As well as the ‘Eternal Silence’ figure for Dexter Graves, the Chicago sculptor Lorado Taft supplied the thirteen-foot granite statue of ‘The Crusader’ (1931) for a monument that carries no name, but only the motto “Above all things truth beareth away victory”.
This is the tomb of Victor Fremont Lawson (1850-1925), who ran the Chicago Daily News from 1876 to the year of his death and was a co-founder and first president of Associated Press.
The Chicago Daily News broke new ground by publishing concise stories and popular features, aiming for a wider readership than its rivals. It depended on Lawson’s business acumen and capital – derived from his father’s real-estate fortune – to support its low cover-price.

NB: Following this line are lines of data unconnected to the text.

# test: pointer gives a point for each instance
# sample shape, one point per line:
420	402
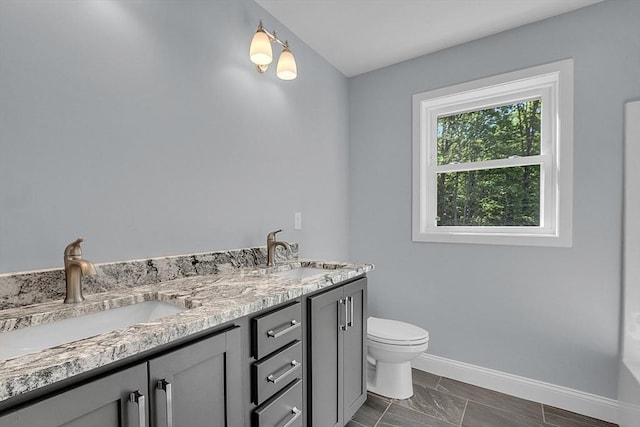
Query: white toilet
391	346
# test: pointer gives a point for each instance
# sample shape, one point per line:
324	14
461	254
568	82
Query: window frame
553	84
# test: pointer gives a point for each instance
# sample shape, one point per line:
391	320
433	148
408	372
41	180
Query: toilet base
391	380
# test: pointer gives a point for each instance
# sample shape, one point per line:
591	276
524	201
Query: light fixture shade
260	50
287	69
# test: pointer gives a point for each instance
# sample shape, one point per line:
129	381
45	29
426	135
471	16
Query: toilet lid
394	331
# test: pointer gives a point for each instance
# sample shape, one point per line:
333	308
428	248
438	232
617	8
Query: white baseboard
561	397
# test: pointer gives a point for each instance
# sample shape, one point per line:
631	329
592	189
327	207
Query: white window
493	159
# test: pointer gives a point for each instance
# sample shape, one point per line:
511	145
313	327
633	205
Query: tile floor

In journalism he was an innovator, developing the use of foreign correspondents, syndication and classified advertising. He made the Daily News a platform for advocating urban reform and improved civic infrastructure and services, particularly during the period of the World’s Fair of 1893 and the creation of the Chicago Plan of 1909.
Lawson was also a philanthropist, supporting such organisations as the Daily News Fresh Air Fund and the YMCA.
He was a member of the Chicago Commission on Race Relations which reflected on the city’s race riots of 1919. Its influential report, The Negro in Chicago: a study of race relations and a race riot (1922), was compiled by the Commission’s Associate Executive Secretary, Charles S Johnson: http://historymatters.gmu.edu/d/4977.
The monument was commissioned by Victor Lawson’s younger brother, Iver N Lawson. The crusader, bearing his sword and shield, was intended to symbolise the campaigning spirit of the great journalist, businessman and philanthropist.